# Derive identities for $\cos(4x)$ and $\sin(4x)$ using following fact

So I need to use the fact that: $$\cos(4x) + i\sin(4x) = \left(\cos(x) + i\sin(x)\right)^4$$ to derive identities for $\cos(4x)$ and $\sin(4x)$ in terms of $\cos(x)$ and $\sin(x)$. I'm not sure how to go about this, could I please get some help.

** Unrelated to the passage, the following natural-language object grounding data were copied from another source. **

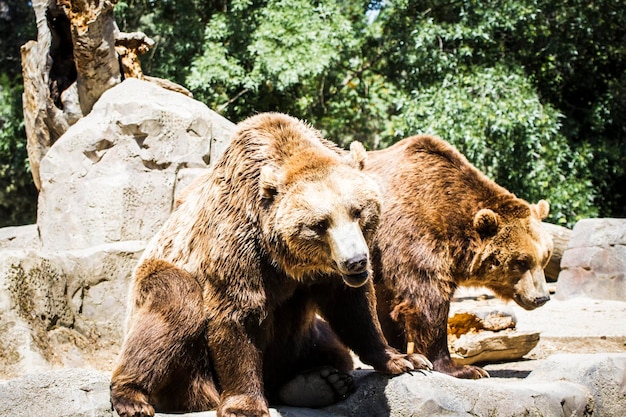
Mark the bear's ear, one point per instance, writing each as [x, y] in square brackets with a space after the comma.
[541, 209]
[357, 155]
[486, 223]
[269, 182]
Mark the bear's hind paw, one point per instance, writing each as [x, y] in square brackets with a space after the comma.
[318, 387]
[126, 407]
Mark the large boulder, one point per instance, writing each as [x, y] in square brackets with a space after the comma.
[564, 385]
[63, 308]
[114, 175]
[594, 263]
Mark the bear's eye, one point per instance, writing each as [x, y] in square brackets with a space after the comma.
[320, 227]
[522, 264]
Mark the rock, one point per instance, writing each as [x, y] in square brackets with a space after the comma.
[489, 346]
[594, 264]
[560, 237]
[67, 392]
[63, 308]
[113, 175]
[565, 385]
[463, 321]
[487, 334]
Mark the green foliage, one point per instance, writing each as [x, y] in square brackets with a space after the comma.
[494, 117]
[18, 196]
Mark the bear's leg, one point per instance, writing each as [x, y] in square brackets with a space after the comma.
[351, 313]
[238, 364]
[168, 320]
[426, 327]
[325, 377]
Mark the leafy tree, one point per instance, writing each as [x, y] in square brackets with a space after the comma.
[18, 196]
[532, 91]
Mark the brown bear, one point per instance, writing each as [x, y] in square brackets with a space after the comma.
[445, 224]
[225, 304]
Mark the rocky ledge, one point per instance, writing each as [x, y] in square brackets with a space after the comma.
[562, 385]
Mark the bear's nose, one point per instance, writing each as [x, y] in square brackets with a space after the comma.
[356, 264]
[539, 301]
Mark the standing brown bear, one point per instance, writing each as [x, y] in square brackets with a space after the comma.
[224, 304]
[445, 224]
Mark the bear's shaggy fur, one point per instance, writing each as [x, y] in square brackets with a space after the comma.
[445, 224]
[224, 304]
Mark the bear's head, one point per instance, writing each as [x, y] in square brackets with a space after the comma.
[513, 251]
[323, 212]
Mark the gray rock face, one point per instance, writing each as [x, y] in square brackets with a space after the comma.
[114, 175]
[63, 308]
[594, 264]
[565, 385]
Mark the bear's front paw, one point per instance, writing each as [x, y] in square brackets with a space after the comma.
[463, 371]
[419, 361]
[398, 363]
[316, 388]
[243, 406]
[132, 407]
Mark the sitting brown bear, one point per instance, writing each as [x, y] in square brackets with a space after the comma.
[445, 224]
[224, 304]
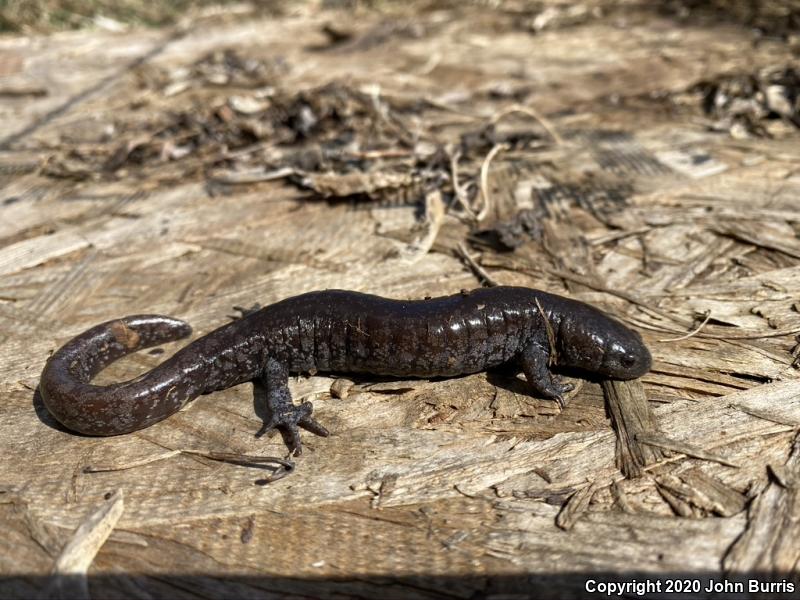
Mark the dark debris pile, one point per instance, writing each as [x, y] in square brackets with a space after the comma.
[234, 122]
[748, 104]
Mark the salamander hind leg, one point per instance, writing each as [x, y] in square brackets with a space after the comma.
[283, 414]
[535, 364]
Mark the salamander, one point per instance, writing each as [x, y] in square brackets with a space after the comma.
[341, 332]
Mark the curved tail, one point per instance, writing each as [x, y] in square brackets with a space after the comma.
[121, 407]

Try replacing $x$ by $-x$, and then adding the expressions. Using the fact that $\sin(-x) = -\sin(x)$ and that $\cos(-x) = \cos(x)$:
$$\cos(4x) + i \sin(4x) = \left(\cos(x) + i\sin(x)\right)^4$$ $$\cos(4x) - i \sin(4x) = \left(\cos(x) - i\sin(x)\right)^4$$ So: $$2\cos(4x) = \left(\cos(x) + i\sin(x)\right)^4 + \left(\cos(x) - i\sin(x)\right)^4$$ Can you take it from there?

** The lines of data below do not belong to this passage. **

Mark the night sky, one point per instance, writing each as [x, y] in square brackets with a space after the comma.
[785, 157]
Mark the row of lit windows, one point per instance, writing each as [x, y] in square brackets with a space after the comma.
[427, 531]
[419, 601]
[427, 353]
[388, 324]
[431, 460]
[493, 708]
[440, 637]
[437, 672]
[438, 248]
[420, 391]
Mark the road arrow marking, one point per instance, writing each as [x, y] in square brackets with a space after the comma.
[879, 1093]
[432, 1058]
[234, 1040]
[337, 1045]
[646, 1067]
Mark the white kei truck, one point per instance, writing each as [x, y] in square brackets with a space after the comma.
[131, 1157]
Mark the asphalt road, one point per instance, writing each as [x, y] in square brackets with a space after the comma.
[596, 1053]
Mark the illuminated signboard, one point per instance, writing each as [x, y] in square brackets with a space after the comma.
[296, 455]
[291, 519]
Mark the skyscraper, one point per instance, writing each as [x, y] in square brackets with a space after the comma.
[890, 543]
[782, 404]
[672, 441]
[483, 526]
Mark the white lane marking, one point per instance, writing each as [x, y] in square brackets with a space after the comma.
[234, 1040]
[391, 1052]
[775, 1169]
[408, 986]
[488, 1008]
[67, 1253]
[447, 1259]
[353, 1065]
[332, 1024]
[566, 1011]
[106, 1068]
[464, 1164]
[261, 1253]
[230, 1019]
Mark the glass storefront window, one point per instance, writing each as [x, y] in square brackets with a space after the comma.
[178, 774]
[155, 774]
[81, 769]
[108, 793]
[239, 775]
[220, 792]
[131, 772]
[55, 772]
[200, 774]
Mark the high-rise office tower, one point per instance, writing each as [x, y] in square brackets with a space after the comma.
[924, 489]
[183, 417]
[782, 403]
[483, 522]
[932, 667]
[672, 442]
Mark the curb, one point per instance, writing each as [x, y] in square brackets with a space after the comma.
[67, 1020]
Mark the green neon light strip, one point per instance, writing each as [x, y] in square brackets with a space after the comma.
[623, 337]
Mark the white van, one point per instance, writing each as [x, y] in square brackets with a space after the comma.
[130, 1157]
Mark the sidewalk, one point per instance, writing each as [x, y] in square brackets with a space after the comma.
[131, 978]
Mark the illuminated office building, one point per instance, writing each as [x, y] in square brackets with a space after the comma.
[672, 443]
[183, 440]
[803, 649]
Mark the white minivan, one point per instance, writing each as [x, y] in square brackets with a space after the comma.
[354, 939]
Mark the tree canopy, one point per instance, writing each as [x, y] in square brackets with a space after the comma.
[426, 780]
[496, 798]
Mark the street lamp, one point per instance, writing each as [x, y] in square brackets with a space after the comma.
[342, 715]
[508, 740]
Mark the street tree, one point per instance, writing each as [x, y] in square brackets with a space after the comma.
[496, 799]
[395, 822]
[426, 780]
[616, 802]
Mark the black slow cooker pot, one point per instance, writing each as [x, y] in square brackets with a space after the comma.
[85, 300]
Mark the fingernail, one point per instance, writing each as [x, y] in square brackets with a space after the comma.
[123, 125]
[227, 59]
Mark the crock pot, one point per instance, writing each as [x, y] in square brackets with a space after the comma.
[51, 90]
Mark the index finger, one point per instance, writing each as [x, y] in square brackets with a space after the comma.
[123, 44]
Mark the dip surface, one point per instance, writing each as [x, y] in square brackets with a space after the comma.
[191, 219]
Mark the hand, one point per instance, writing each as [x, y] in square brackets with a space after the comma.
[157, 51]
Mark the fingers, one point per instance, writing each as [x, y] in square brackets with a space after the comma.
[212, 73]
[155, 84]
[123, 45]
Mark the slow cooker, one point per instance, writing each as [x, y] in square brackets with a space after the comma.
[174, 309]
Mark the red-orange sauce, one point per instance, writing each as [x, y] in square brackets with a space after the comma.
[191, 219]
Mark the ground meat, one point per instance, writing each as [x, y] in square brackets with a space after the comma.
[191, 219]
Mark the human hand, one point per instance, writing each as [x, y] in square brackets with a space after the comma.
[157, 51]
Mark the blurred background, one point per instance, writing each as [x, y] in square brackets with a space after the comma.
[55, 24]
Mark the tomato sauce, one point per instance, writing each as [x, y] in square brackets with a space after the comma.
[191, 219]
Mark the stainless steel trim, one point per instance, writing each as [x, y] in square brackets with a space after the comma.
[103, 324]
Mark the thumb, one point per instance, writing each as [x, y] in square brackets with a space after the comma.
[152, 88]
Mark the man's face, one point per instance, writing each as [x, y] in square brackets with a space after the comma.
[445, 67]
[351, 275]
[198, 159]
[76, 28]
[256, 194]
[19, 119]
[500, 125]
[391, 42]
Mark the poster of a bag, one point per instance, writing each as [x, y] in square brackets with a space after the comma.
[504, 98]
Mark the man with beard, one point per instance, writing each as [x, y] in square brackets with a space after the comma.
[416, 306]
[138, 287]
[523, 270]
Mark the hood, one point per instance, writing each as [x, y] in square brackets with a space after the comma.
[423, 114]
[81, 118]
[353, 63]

$$(\cos x +i \sin x)^4=\cos 4x+i \sin 4x$$ $$(\cos x +i \sin x)^4=\cos^4x+4\cos ^3x \cdot (i \sin x)+6\cos ^2x \cdot (i \sin x)^2+4\cos x \cdot (i \sin x)^3+(i \sin x)^4=$$ $$=\cos^4x-6 \cos ^2x \sin^2x+\sin^4x+$$ $$+i(4 \cos ^3 x \sin x-4\cos x\sin^3x)$$ Then $$\cos 4x=\cos^4x-6 \cos ^2x \sin^2x+\sin^4x$$ and $$\sin 4x=4 \cos ^3 x \sin x-4\cos x\sin^3x$$